Ryan Gosling might have a well-tethered spot as one of the golden boys of Hollywood, but his directorial debut has been viciously slammed by critics, with one calling it a “crapocalypse”.
Lost River, written, produced and directed by Gosling, is set in a futuristic, decaying Detroit in a dark story about a struggling single mother (played by Christina Hendricks) who enters a bizarre world of a cabaret club with a specialty in violent, bloody acts.
In Cannes ... Ryan Gosling's directorial debut, Lost River, has drawn critics' ire. Photo: Getty Images
And critics did not hold back. The Guardian’s Peter Bradshaw said: “It is colossally indulgent, shapeless, often fantastically and unthinkably offensive and at all times insufferably conceited.”
Bradshaw, suggesting that “superstar success” meant that actors like Gosling get indulged rather than advised wisely, said it is a mixed bag of offering “a horrible and patently unreal nightmare world”, while wanting to make points about the real issues, such as economic decline.
Justin Chang from Variety wrote: “Had Terrence Malick and David Lynch somehow conceived an artistic love-child together, only to see it get kidnapped, strangled and repeatedly kicked in the face by Nicolas Winding Refn, the results might look and sound something like Lost River. He added that even the Gosling factor would fail to bring dollars to the box-office, not even to see how bad it is. “Train-wreck fascination will go only so far to turn this misguided passion project into an item of even remote commercial interest.”
Mark Adams from Screen Daily agreed that goodwill towards Gosling could not overcome this disaster, calling it “an over-cooked affair that lacks much needed wit and humour to go alongside its self-aware art intentions.”

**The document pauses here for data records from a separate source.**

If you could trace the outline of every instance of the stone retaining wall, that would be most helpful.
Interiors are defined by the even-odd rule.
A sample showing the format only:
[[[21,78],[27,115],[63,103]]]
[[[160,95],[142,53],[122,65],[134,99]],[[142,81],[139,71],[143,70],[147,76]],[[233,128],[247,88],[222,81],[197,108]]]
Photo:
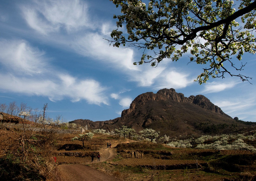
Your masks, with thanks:
[[[9,127],[9,123],[8,124],[4,124],[4,126],[6,127]],[[10,127],[17,128],[18,128],[20,130],[23,129],[23,126],[22,124],[15,124],[11,123],[10,124]],[[46,128],[45,129],[43,127],[29,127],[29,126],[27,125],[27,126],[25,127],[25,129],[26,130],[31,131],[46,131],[46,132],[52,132],[60,134],[81,134],[84,132],[84,130],[82,128],[80,130],[64,130],[60,129],[55,129],[52,128]]]

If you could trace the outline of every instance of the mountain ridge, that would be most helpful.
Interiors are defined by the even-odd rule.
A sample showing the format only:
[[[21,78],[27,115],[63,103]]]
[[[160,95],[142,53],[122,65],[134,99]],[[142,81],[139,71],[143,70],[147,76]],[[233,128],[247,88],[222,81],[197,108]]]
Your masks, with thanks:
[[[161,135],[221,134],[242,131],[250,126],[226,114],[202,95],[188,98],[173,88],[156,93],[148,92],[138,95],[121,116],[95,121],[79,119],[71,122],[93,129],[113,130],[124,125],[139,131],[145,128],[160,131]]]

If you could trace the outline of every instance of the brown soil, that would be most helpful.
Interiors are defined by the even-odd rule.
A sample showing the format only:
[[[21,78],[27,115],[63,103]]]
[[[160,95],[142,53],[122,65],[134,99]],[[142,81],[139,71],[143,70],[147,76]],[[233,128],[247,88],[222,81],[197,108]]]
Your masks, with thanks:
[[[63,181],[121,180],[83,164],[61,165],[58,168],[61,180]]]

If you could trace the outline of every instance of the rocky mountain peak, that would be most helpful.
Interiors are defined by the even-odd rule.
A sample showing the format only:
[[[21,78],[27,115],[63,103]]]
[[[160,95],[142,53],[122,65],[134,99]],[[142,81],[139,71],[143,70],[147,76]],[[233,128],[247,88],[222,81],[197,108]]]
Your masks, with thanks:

And the Britain’s Daily Telegraph critic Tim Robey tweeted it was a “crapocalypse”.
Cannes so far lacks a film-maudit crapocalypse. LOST RIVER just supplied it. All Gosling's pet Lynch films, filtered through Refnvision.— Tim Robey (@trim_obey) May 20, 2014
Robey’s Telegraph colleague Robbie Collin shared the condemnation by writing: "Would anyone produce a film that was mouth-dryingly lousy enough to finally draw the heat from Grace of Monaco? Well – cometh the hour, cometh Ryan Gosling.”

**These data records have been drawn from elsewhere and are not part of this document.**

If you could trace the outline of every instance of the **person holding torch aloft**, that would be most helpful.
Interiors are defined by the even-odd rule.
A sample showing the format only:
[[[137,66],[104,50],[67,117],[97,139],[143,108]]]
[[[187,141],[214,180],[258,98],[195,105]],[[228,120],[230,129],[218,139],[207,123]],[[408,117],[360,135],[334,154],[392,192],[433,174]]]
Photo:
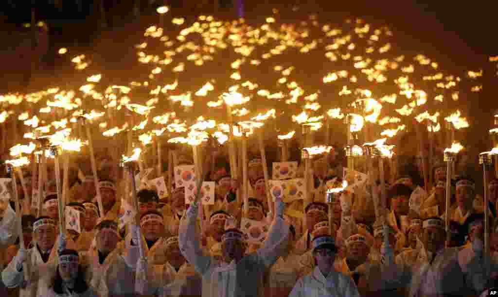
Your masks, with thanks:
[[[244,255],[244,234],[236,228],[230,228],[222,239],[222,259],[217,260],[203,254],[200,236],[196,234],[199,198],[197,195],[180,223],[179,242],[185,259],[202,275],[203,296],[263,296],[263,274],[283,252],[288,238],[289,225],[282,217],[283,202],[279,198],[275,201],[275,218],[261,248]]]

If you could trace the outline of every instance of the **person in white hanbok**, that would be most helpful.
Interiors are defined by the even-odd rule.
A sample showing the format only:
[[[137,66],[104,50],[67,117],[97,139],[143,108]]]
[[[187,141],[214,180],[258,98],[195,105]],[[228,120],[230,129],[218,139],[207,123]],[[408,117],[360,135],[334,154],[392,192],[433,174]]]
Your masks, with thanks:
[[[463,296],[469,292],[482,292],[489,278],[484,269],[482,248],[473,242],[477,253],[465,264],[466,274],[459,264],[458,248],[445,248],[446,232],[443,220],[437,217],[425,220],[423,224],[424,248],[412,267],[398,266],[392,251],[385,256],[386,269],[379,273],[378,290],[409,286],[410,297]],[[481,291],[480,291],[480,290]]]
[[[117,248],[120,239],[118,223],[103,221],[96,227],[97,246],[80,253],[82,265],[87,270],[87,283],[101,297],[123,296],[134,291],[134,269],[139,258],[138,228],[131,224],[130,232],[135,234],[124,242],[126,252],[122,255]]]
[[[222,259],[204,254],[195,234],[199,197],[189,208],[180,226],[182,254],[202,275],[204,297],[257,297],[263,296],[263,276],[286,247],[289,225],[283,218],[284,205],[275,202],[275,216],[263,246],[244,255],[244,234],[236,228],[225,231],[222,239]]]
[[[334,238],[318,236],[312,246],[316,267],[297,281],[289,297],[360,297],[351,278],[334,269],[337,252]]]
[[[39,286],[41,276],[54,271],[57,251],[55,222],[48,217],[40,217],[33,224],[33,246],[20,248],[15,257],[2,271],[2,281],[8,288],[20,288],[21,297],[44,296],[43,288]],[[60,242],[59,243],[61,243]],[[26,262],[29,282],[24,278],[23,263]]]
[[[59,265],[53,277],[47,283],[46,297],[97,297],[93,288],[89,287],[85,272],[79,265],[78,252],[65,249],[59,255]]]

He added that it was a summary of everything that Gosling might have seen Lynch, Malick , Refn and David Cronenburg, but had been merely reproduced. “Think Wikipedia essay rather than love letter,” he wrote.
Gosling's movie is one of 19 to compete in the "Un Certain Regard" category for emerging directors at the prestigious festival on the French Riviera.

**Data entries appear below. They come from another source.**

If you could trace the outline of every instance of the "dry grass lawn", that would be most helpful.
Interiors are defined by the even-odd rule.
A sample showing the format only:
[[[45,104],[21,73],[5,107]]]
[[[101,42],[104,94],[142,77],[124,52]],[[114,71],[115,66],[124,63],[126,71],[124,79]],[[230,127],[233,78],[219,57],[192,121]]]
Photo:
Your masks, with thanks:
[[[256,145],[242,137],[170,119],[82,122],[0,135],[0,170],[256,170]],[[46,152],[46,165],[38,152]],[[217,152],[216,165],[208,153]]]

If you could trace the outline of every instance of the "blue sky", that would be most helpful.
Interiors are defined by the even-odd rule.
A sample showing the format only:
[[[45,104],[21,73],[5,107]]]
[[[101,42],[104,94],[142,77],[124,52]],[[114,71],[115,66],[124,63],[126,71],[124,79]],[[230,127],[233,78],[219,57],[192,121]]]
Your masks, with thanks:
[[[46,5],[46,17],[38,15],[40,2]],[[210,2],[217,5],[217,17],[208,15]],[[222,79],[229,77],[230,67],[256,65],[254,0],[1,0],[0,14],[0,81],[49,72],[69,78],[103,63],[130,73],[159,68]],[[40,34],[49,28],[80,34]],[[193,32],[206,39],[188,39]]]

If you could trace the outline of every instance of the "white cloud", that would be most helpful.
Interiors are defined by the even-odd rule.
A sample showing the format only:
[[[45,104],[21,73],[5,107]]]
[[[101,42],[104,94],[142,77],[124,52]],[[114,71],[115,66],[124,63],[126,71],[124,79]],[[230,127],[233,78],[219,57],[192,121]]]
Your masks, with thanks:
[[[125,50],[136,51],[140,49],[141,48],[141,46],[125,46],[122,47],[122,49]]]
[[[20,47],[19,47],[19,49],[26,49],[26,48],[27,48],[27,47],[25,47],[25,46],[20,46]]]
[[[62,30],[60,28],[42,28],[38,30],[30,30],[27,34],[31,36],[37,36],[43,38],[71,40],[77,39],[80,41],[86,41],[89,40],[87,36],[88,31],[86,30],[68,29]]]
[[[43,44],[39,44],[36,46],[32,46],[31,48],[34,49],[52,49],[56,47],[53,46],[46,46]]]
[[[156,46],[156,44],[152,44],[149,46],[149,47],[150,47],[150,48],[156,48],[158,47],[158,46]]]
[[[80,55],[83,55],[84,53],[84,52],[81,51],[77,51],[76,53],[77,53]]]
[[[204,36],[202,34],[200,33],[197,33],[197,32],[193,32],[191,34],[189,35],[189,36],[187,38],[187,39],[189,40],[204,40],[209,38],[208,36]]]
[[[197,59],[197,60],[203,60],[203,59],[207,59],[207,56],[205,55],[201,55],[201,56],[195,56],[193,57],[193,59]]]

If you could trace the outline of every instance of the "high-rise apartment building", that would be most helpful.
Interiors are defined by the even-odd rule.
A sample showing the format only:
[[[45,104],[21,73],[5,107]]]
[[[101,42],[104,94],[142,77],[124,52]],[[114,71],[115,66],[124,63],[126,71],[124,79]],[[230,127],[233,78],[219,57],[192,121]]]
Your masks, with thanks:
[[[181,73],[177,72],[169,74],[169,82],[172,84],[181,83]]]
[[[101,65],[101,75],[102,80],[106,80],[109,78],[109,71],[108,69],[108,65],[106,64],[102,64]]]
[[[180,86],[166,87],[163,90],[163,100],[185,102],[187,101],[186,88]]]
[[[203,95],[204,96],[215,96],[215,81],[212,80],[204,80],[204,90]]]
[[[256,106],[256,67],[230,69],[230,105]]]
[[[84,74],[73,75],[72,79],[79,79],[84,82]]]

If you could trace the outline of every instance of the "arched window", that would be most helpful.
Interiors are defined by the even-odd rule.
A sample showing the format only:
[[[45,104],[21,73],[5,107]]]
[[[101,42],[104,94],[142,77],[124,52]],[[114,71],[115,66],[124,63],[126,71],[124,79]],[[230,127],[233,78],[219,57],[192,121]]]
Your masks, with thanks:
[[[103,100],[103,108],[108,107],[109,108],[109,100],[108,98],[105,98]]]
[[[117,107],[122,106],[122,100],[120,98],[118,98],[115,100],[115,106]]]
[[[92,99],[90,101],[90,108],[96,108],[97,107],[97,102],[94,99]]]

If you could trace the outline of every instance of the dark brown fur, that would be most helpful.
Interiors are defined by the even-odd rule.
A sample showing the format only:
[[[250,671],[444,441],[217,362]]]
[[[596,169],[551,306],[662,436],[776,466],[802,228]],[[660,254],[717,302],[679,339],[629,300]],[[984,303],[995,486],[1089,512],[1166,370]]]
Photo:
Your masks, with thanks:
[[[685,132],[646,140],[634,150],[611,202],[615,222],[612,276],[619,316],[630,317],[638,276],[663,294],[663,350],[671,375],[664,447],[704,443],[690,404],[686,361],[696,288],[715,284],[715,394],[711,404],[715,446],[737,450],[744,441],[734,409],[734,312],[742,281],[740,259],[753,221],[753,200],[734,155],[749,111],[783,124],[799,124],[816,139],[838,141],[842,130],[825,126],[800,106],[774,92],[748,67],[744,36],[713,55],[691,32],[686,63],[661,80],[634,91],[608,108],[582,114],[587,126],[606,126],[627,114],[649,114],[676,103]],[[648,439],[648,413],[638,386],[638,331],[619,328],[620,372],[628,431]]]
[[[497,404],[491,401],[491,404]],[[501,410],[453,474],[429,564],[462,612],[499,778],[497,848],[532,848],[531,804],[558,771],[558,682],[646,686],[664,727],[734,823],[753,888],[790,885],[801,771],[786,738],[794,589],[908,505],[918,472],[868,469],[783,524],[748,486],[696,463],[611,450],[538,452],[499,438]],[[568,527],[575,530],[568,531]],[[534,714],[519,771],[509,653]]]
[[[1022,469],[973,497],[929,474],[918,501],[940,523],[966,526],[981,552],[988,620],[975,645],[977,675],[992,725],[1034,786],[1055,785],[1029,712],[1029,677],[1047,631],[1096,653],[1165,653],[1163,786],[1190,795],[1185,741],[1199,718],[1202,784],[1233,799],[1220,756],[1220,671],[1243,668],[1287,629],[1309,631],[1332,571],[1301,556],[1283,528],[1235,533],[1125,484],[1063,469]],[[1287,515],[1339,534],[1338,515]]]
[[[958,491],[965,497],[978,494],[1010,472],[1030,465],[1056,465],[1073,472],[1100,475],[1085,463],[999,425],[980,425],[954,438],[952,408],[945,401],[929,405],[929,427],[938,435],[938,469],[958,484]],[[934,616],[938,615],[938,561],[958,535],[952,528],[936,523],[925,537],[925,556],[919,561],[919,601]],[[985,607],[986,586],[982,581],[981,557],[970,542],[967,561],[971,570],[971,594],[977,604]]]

The Hollywood heartthrob has been a frequent visitor to Cannes as an actor, most recently accompanying two Nicolas Winding Refn films - the bloody slasher set in Bangkok, Only God Forbids, and pulp thriller Drive.
The influence of Winding Refn - who this year is a jury member in the festival's main competition - was almost universally flagged by critics.
A young man named Bones (Iain De Caestecker), along with his mother (Hendricks) and little brother, are practically the only family left that hasn't yet cleared out of the community, visibly hit by tough times.
When their home is scheduled for demolition due to a mortgage debt, Bones strips abandoned houses for copper wiring to sell and his mother starts working at an underground fetish club where a cabaret show features women being slashed and stabbed.
While Gosling appears at first glance to be interested in themes such as attachment to home, or mortgage-lender greed, the movie is sidetracked by its surreal and sinister elements, reminiscent of David Lynch but without the psychological punch.
Neither the mysterious mute grandmother who sits and watches old home movies in the dark in full makeup and black veil, nor the discovery of a town submerged underwater, make much sense. A violent sexual encounter between the mother and her new boss feels purely gratuitous.
As if the community doesn't have enough problems already, a foul-mouthed, street-wise character named Bully (Matt Smith) rides around in his white convertible, bragging through a loudspeaker that "I own this city". Those who don't obey find their lips cut off with scissors.
Spewing blood, a severed rat head, and bikes and buildings burning in slow motion impart a nightmarish feel as heavy, brooding music substitutes for dramatic tension.
"The ultimate student film, made by industry pros," wrote Twitch Film in a tweet.
US distributor Warner Bros has not yet scheduled a release date for Lost River.